As to whether the world is headed for a recessionary or stagflationary outcome, we believe that is the case. How drastic that downturn could get, we don't know yet nor does anybody else. But the fear is rising. We do not at this point believe in a regional decoupling from the US economy for other parts of the world. The trade and interlinkage of economies has never been balanced and will not suddenly become balanced. This list below is what we surmise will bring down a global economy built on malinvestment and unwillingness to address structural economic issues :

  • whether restrictive or not, in the historical sense, rising interest rates withdraws spending power from consumers as mortgages rise and debt must be serviced in NOW dollars or euros

  • Wage rises do not look inflationary as offshore production can replace local production, if anything, wages are decelerating on the manufacturing end.

  • rising energy prices across the board not only withdraws spending power for obvious personal transportation and heating costs, but is inherent in everything built, processed or transported in getting to the consumer. Likewise, a "demand grab" for more energy resources will likely spiral prices higher as supply cannot keep up with the fear of losing out

  • Regions or countries like Asia and Europe which export large percentages to the US cannot smooth out export contraction amongst themselves. Structurally and consumer-wise these regions have not undertaken or undergone any measures to improve their local economies.

  • Likewise, appreciating currencies in Japan, Euroland and even China will result in higher costs to US consumers and strangle off trade as the Wal-Mart mentality of "cheaper is better" just when many US consumers may be financially strapped between stagnant wages and higher debt servicing costs.

  • Inversion of short and long term bonds : short @ 5.25% while the 10 yr bond @ 4.90% Historically this points to recession

  • ALL of THIS leads to contracting investment liquidity for the markets and releases a waterfall type perception of falling business and consumer confidence

  • Likewise, the ongoing geopolitical hotspots around the world look to grow only worse and this threatens commodity / resources as oil and energy tend to be in such geographic and politically unstable regions.

  • A proviso to the above is that should the USD weaken substantially further against other major currencies the Fed may be forced to step in and up rates to bolster the USD which of course has the adverse follow-on of making its own economy weaker from the consumption and debt-servicing sides.

To conclude, the Central Banks around the world are in a very ill-fitting predicament. Raise rates further and the consumer (a GDP driver) will suffer even more as debt servicing becomes untenable and withdraws liquidity.
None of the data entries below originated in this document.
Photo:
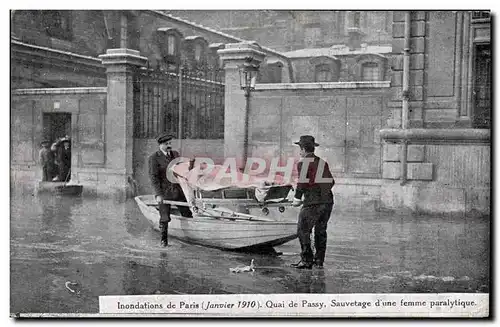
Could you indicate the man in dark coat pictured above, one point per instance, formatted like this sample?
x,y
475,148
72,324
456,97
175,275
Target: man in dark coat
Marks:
x,y
314,193
46,159
64,159
164,188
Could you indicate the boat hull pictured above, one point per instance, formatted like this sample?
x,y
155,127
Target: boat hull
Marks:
x,y
222,233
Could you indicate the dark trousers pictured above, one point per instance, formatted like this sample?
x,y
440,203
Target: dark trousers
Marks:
x,y
47,173
165,218
314,216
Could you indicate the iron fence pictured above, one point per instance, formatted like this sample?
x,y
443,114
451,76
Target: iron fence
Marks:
x,y
200,91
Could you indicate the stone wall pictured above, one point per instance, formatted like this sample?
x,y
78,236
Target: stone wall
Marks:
x,y
441,67
345,119
449,173
87,107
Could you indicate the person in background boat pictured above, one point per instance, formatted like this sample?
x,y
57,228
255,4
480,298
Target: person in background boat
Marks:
x,y
315,195
163,188
64,158
46,159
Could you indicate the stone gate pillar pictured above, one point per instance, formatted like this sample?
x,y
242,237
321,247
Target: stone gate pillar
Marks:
x,y
232,57
119,136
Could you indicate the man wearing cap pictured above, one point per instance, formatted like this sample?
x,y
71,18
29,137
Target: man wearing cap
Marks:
x,y
64,154
164,188
46,159
314,193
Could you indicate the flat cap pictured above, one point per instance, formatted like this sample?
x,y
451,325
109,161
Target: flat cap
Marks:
x,y
306,140
164,138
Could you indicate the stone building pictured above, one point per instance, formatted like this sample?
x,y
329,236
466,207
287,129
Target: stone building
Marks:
x,y
402,116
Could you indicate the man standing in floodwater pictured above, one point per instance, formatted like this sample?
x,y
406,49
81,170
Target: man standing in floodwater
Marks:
x,y
314,193
164,188
46,159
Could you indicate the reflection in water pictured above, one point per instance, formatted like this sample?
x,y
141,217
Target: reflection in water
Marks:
x,y
312,281
110,249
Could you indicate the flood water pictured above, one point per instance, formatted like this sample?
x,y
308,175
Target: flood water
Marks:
x,y
109,248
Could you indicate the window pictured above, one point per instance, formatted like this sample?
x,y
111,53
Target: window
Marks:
x,y
482,86
198,52
171,45
323,73
370,72
356,21
57,24
312,36
169,41
480,15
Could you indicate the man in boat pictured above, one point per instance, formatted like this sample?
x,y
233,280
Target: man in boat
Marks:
x,y
314,193
164,188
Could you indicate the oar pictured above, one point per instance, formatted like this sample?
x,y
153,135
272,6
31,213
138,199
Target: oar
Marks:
x,y
240,215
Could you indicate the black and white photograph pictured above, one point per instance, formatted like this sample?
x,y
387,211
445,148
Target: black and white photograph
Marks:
x,y
250,163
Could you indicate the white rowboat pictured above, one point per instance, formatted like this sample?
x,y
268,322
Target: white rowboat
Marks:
x,y
221,228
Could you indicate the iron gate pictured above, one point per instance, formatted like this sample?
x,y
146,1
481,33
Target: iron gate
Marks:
x,y
196,94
Keep pumping money into the system and risk the currency becoming unwanted by the markets or that foreign investors will durther diversify away from the "funny money" or bite the bullet and get set for a global recession. We believe that human psychology within the ruling political / elite class of taking the path of least resistance is likely -- Create more money and hold the interest rates to an acceptable, albeit justifiable, minimum; take no structural economic reform action, make no harmful fiscal policy reforms to sour voters, and finally, wait for the blow out. If ever there was a scenario to hold gold and other "stuff" then this seems to be it. The reason is simple : in a highly geared and intercoupled world economy, the first country or region to flinch and make such reforms loses because investment capital will exit and seek "better" fiscal environments - in essence, the world economy has nearly become an All or Nothing bet. The world has been on a "high" since the mid-1980s in terms of growth. The outlook for continued unabated world growth looks stretched at best and in our view, highly susceptible to a forthcoming contraction. We will continue to monitor key indicators.